CASESTUDY

On-Prem to AWS Cloud Connectivity Auto-Failover

Whenever there is an outage with Direct Connect location, traffic failover to other direct connect location is not happening automatically which causing major outage.

About the Company

The Company is an American multinational financial services company, headquartered in Denver, Colorado. It Serving millions of retail and digital customers every day with franchise in over 200 countries and territories.

Problem Statement

Whenever there is an outage with Direct Connect location, traffic failover to other direct connect location is not happening automatically which causing major outage.

The Solution

Based on the multiple threshold we can implement script to automatically bring down/up impacted BGP peers (direct connection location) from AWS cloud side by using Lambda.

Summary

A gateway protocol known as Border Gateway Protocol (BGP) makes it possible for the internet to transmit routing data between autonomous systems (AS). Networks require a method of communication as they interact with one another. Peering allows for the accomplishment of this. Peering is made feasible through BGP. Without it, networks could not communicate with one another to send and receive data.

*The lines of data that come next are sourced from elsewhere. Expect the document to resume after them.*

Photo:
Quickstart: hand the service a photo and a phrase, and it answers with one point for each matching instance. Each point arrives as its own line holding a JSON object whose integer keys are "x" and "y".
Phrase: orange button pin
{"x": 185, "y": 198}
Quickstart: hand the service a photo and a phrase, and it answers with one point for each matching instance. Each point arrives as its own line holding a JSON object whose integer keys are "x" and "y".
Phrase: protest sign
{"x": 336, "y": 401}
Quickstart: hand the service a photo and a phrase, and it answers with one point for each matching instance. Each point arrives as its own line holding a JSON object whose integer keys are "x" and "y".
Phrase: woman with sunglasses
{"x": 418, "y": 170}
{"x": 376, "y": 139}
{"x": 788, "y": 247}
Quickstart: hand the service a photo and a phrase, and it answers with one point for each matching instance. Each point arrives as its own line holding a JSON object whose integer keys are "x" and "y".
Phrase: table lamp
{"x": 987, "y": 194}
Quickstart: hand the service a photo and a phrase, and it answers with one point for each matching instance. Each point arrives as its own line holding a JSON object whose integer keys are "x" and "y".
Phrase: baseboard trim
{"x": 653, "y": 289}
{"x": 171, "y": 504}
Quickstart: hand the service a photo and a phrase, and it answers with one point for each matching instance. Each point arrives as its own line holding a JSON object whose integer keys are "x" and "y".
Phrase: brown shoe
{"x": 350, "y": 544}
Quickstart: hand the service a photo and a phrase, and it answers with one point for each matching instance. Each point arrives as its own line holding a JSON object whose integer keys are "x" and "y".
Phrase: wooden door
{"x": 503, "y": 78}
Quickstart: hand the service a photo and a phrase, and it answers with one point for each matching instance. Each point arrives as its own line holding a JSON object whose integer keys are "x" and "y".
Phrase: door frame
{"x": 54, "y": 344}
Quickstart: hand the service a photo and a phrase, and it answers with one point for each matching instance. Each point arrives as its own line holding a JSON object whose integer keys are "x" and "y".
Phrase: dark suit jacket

With a SLA of up to 99.99%, several Direct Connect links at different locations offer the necessary reliability for on-premise connectivity. Border Gateway Protocol (BGP), which is used to exchange routes between your network and AWS, is simple. Routing decisions frequently ignore transient changes in end-to-end network conditions that could impact application performance.

The solution uses an Amazon EventBridge rule to match the desired alarms and invokes an AWS Lambda function that executes the response. Sample Lambda function use the AWS Direct Connect Resiliency Toolkit API to put the impeded Virtual Interface in “Failover Test” mode for up to 10 minutes.

The Benefits

  1. Lambda executes the code on infrastructure that is highly available, fault-tolerant, and distributed across several Availability Zones (AZs) in a single Region. It also handles all infrastructure administration, maintenance, and patching.
  2. AWS Lambda automatically scales your application by running code in response to each trigger. The code runs in parallel and processes each trigger individually, scaling precisely with the size of the workload.
  3. AWS Lambda has built-in availability and fault tolerance.